Technology Resource Director Danna Vessell has been leading an investigative committee of faculty and staff since February. She said the committee has held focus groups for faculty throughout September and will invite students to focus groups in October.
Vessell said the committee is also administering a survey for the rest of campus to gather student and faculty feedback.
Kevin Bailey, director of customer service and support for the Division of Information Technology who is leading the committee, said it is examining Bright Space and Instructure Canvas as potential replacements for Blackboard.
Bailey said both systems run on a cloud technology that is controlled from the companies’ headquarters, whereas Blackboard runs on local servers.
According to the committee’s website, students and faculty will be able to try out Instructure Canvas during the week of Oct. 6 and Bright Space duing the week of Oct. 13.
Vessell said both systems could adequately support a network the size of MU, and that the investigation started in response to “significant challenges with Blackboard last fall.”

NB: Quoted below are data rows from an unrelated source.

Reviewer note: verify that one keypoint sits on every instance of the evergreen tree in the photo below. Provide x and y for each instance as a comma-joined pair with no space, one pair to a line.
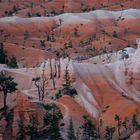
118,119
7,85
3,56
67,82
89,130
32,128
71,132
12,63
21,135
134,122
67,87
109,131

Nicole Monnier, a committee member and associate professor of Russian, said that now is a good time to consider other options.
“(Since) the last academic year, Blackboard crashed a number of times, (and) there was a welling of faculty frustration with Blackboard and probably with students,” she said.
Monnier said expectations for the potential replacement would be very high and would take time to implement.
She said as using technology in the classroom has become a norm around campus, many faculty have become more dependent on using a learning management system.
Bethany Stone, a committee member and professor who has won multiple awards for using technology in her biological sciences courses, said using learning management systems allows her to see what students are struggling with in class and how she can provide them guidance and help with the material.
However, Stone said, the confusing nature of Blackboard could also keep new faculty members from taking advantage of the tools available in the system.
“Blackboard is not very user-friendly, (and) it is not very intuitive,” she said. “I think (Blackboard) is a real inhibitor for new faculty. I would like something more drag-and-drop type formatting, something that is a little bit more natural to use.”
Stone said her preference for a new system would depend on which option takes the least time to implement since a new system could take up to a year to be implemented.
The committee will finalize its recommendation in November and present it to the Faculty Council and MU administrators in December.